Pecore delle Langhe trasferite dalla provincia di
Cuneo in val Seriana in occasione della Giornata della pecora da latte
Dove il prato è troppo ripido, dove il falciatore stava a fatica
in piedi e dove i bovini, dato il loro peso, si muovono a fatica e
danneggiano la cotenna erbosa, lì può pascolare un ovino. Ma quale
ovino? I grandi greggi di pecore da carne che necessitano di grandi
estensioni e che si muovono bene in pianura o sui pascoli al di sopra
del limite dei boschi? Negli ambiti della media e bassa montagna,
caratterizzati da un abbandono "a macchia di leopardo", le capre, le
pecore da carne di piccoli greggi stanziali, le pecore da latte possono
trovare "nicchie" a loro adatte in
relazione alle esigenze di custodia, alle caratteristiche dei
pascoli. Come la capra da latte anche la pecora da latte, attraverso la
trasformazione e la vendita di prodotti pregiati, crea piccoli "presidi
territoriali" garantendo una redditività che giustifica l'impegno di
unità lavorative a tempo pieno. La gestione al pascolo, se si dispone
di superfici adatte, può però essere più facile nel caso della pecora
dal momento che la capra preferisce variare di più l'alimentazione
prediligendo essenze arbustive ed esplorando ampie superfici il che
implica un pascolo guidato dal pastore (altrimenti l'ingestione è
modesta e c'è il rischio di sconfinamenti e di possibili danni).

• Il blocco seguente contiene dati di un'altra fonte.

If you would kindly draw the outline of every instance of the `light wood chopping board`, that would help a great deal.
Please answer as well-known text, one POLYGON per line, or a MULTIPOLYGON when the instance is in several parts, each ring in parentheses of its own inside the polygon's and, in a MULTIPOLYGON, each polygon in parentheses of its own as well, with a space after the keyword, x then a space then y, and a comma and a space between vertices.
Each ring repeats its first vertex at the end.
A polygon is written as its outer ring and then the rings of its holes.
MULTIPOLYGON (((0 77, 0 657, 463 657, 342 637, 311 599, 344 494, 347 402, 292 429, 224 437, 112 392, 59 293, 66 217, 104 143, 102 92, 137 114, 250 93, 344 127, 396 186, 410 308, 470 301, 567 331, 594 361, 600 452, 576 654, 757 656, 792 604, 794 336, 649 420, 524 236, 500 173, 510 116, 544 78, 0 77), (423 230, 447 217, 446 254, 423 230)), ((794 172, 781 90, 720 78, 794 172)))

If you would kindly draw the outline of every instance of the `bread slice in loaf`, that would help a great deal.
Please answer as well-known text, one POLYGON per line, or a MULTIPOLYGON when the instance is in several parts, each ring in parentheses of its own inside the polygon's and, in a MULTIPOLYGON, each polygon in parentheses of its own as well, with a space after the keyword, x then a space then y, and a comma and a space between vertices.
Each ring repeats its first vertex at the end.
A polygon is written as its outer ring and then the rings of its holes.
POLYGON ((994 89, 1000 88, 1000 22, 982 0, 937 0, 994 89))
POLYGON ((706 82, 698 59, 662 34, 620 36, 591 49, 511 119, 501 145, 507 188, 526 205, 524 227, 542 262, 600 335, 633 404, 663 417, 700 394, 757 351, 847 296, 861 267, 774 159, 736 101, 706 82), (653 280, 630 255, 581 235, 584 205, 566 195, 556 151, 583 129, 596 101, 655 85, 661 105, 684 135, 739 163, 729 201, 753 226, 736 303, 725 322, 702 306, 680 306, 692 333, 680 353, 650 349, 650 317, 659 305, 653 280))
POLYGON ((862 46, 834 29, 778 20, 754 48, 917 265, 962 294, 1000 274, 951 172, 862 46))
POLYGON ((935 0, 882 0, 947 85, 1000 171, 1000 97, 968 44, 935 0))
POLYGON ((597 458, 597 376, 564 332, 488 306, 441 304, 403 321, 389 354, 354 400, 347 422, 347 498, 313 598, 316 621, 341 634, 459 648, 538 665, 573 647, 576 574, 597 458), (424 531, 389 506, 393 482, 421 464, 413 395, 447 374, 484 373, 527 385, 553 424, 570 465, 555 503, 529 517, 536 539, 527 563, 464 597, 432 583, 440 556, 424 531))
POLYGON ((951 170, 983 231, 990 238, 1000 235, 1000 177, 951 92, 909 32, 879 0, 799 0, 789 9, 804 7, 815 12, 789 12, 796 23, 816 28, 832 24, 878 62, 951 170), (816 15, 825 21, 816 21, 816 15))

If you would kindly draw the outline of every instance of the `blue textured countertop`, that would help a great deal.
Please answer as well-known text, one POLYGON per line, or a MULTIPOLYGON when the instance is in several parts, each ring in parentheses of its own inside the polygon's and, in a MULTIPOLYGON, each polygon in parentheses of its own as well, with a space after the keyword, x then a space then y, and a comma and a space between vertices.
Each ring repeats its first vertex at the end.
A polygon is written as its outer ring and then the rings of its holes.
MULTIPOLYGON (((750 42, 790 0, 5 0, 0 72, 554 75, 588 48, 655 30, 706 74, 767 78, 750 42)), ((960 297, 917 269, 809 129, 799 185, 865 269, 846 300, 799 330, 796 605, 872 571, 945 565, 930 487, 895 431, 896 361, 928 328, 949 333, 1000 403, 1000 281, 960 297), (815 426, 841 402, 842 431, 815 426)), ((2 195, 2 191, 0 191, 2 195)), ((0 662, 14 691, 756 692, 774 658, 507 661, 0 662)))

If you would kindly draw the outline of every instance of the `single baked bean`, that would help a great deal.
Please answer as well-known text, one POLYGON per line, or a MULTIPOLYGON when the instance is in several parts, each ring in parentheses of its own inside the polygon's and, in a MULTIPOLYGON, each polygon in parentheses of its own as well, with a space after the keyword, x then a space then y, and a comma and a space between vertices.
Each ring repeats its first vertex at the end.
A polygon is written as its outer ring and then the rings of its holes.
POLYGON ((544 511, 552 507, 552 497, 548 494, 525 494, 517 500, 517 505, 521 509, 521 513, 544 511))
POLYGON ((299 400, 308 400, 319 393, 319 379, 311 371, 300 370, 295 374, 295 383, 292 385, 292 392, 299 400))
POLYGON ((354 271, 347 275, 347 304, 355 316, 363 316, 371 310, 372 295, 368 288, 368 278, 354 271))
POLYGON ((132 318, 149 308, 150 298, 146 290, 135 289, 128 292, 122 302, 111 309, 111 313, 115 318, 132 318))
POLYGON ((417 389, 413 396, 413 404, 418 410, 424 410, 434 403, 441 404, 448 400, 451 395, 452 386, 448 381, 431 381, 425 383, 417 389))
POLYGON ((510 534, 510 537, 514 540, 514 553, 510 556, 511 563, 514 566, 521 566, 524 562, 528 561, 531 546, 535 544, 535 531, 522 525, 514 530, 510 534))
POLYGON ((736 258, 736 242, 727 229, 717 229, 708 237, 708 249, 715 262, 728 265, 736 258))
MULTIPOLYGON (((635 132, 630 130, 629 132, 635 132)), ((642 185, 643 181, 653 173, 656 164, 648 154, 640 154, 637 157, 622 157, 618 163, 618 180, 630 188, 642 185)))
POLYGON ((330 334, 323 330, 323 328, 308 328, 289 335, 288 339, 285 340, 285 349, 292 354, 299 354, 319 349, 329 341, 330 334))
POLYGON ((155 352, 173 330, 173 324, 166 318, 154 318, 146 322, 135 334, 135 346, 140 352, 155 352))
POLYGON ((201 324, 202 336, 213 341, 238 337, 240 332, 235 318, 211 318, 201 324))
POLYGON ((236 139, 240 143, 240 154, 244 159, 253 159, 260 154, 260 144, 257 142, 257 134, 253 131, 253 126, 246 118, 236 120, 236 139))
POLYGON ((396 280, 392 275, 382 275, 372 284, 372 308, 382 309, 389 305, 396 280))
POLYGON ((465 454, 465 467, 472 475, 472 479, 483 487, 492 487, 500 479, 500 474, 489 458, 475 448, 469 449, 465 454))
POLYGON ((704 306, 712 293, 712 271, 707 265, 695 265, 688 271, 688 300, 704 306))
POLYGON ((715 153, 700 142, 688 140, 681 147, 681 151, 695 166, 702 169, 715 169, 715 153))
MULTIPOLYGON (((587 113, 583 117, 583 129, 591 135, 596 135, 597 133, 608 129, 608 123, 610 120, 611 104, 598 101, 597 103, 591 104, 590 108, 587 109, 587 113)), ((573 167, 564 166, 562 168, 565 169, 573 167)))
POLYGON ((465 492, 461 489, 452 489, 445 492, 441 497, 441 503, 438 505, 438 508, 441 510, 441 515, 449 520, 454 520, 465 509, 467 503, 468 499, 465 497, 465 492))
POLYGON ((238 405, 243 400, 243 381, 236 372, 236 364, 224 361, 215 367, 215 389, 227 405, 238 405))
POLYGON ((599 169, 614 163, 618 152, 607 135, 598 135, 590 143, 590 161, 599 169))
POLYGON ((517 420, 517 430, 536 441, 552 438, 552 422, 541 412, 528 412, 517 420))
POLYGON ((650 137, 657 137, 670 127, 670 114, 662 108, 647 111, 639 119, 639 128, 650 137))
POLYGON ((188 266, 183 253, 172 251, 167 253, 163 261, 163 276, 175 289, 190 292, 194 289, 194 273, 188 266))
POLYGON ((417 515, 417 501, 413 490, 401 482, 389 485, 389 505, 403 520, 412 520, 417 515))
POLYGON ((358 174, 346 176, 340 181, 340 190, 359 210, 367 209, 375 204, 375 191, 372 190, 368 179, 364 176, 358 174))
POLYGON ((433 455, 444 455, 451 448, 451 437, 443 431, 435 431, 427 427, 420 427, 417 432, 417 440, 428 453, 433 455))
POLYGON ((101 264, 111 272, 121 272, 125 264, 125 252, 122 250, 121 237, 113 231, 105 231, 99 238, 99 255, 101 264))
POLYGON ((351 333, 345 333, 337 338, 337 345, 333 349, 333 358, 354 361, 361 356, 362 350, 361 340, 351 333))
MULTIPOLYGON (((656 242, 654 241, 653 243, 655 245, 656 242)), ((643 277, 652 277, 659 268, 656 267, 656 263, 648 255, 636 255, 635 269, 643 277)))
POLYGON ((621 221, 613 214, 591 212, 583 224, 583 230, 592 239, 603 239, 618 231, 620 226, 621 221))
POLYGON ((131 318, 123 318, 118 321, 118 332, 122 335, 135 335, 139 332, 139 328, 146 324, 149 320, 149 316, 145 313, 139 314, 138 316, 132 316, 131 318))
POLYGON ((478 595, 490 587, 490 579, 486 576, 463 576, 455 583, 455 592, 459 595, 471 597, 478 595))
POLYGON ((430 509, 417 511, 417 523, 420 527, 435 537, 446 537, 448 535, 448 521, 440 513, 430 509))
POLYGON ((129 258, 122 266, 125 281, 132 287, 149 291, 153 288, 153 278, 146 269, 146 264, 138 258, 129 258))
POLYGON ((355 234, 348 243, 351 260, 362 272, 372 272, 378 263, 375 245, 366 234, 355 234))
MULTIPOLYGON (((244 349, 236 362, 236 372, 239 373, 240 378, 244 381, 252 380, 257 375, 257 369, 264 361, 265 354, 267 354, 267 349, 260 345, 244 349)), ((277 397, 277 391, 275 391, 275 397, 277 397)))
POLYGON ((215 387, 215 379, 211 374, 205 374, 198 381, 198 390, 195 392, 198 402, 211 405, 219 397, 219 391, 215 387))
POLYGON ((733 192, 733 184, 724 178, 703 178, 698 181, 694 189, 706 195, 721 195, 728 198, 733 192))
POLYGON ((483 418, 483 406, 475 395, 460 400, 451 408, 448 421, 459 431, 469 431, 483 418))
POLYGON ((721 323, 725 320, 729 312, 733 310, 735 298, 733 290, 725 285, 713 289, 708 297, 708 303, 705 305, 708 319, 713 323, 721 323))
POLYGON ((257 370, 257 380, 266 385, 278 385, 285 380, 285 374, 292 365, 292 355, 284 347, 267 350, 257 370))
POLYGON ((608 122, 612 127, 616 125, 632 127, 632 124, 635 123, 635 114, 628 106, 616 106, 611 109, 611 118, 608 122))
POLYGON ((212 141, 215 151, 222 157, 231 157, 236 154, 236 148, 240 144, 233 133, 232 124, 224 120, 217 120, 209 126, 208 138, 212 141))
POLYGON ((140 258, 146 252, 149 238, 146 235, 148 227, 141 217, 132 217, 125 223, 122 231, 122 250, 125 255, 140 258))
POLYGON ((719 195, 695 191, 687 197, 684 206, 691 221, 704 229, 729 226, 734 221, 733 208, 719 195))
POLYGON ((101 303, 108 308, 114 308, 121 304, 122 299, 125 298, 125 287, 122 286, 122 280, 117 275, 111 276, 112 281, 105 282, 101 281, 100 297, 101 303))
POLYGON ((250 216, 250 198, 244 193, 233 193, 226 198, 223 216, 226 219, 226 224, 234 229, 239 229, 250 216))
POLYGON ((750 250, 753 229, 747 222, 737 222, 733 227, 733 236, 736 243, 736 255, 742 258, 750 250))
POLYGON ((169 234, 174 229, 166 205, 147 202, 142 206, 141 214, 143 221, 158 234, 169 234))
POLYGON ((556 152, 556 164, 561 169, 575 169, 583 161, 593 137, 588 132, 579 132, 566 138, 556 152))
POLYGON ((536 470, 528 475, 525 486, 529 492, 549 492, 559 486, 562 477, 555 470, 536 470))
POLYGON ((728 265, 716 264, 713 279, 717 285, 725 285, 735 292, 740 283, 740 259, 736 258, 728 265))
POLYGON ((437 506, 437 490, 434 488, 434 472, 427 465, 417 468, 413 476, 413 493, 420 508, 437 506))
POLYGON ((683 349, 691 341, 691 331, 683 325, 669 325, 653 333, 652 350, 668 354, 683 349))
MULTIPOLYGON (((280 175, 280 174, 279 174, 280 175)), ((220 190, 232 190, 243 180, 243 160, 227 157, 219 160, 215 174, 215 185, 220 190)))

Pecore delle Langhe trasferite dalla provincia di
Cuneo in val Seriana in occasione della Giornata della pecora da latte
Il Festival del pastoralismo
per incoraggiare a valutare anche la possibilità dell'allevamento di
pecore da latte nel territorio montano e collinare bergamasco e
orobico, non solo ha promosso una "Giornata della pecora da latte" il 2
novembre presso la sede del Parco dei colli di Bergamo, ma supporta
anche il progetto Pan-prat con l'introduzione di due razze di pecore da
latte (Delle Langhe e Frabosana) in alta val Seriana.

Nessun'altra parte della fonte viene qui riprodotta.